Infection with M. celatum or M. tuberculosis produce similar symptoms, including cough, weight loss, lung infiltrates, and cavitary lung lesions [19], likely reflecting similar pathogenic mechanisms. Complicating diagnosis further is the finding that M. celatum types 1 and 3 cross-react with gene probes used to detect M. tuberculosis, which has made this pathogen a challenge to diagnose [18]. Thus, M. tuberculosis complex and M. avium complex DNA is currently detected by real-time polymerase chain reaction (PCR), and negative cultures are further characterized using matrix-assisted later desorption/ionization-time of flight mass spectrometry (MALDI-TOF). Newer techniques include nucleic acid amplification and sequencing of the 16S rRNA gene, which is both highly sensitive and fast [20].

Standardized therapy for M. celatum has not been firmly established, however, results of in vitro susceptibility testing are useful in guiding therapy selection [[21], [22]]. It is noteworthy, however, that discrepancy between resistance results in NTM isolates and clinical response in patients has been observed [23]. M. celatum isolates have shown variable susceptibility to antimicrobial agents, with most isolates showing susceptibility to azithromycin and clarithromycin, variable susceptibility/resistance to ciprofloxacin and isoniazid, and resistance to rifampin. Thus, treatment regimens have included various combinations of clarithromycin, ciprofloxacin, pyrazinamide, ethambutol, rifabutin, clofazimine, and amikacin [[7], [24], [25]]. In one report, a patient with primary skin involvement as well as extensive pulmonary treatment was treated initially with clarithromycin, isoniazid, and ethambutol for 15 months. After new infiltrates on both lungs and new enlarged lymph nodes were observed, therapy was changed to azithromycin, ciprofloxacin, and pyrazinamide resulting in rapid improvement and discontinuation of treatment after 24 months [26].

Conclusion

M. celatum should be suspected when acid-fast bacilli that are biochemically similar to and behave like M. avium-intracellulare or M. xenopi are identified in patients that do not respond to an appropriate treatment regimen. Continued advancement of techniques for rapid identification of the NTM beyond the current use of HPLC, chemistry, and MALDI-TOF, are expected to facilitate rapid selection of appropriate therapeutic treatments and thus improve patient outcomes [[27], [28], [29]].
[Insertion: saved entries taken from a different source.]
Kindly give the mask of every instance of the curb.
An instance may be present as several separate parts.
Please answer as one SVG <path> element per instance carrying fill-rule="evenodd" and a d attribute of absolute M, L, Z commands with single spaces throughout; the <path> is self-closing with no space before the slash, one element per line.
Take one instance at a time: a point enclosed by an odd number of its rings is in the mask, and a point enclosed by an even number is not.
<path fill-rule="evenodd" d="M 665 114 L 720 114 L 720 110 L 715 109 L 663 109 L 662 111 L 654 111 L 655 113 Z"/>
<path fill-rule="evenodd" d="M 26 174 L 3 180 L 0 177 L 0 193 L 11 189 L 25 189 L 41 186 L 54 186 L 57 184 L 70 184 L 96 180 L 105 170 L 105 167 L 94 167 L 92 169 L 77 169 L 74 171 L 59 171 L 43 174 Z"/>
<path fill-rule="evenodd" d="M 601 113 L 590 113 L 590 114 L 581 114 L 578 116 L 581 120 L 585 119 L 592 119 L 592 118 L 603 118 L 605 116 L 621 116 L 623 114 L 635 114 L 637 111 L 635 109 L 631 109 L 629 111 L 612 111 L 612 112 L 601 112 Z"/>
Conflicts of interest statement

The authors declare no conflicts of interest. L.L. is the Editor-in-Chief or ID Cases and one of the physicians of the patient described in this case.

Sources of funding

None declared.

Ethical approval

Written informed consent was obtained from the patient for publication of this case report. A copy of the written consent is available by the Editor-in-Chief of this journal on request.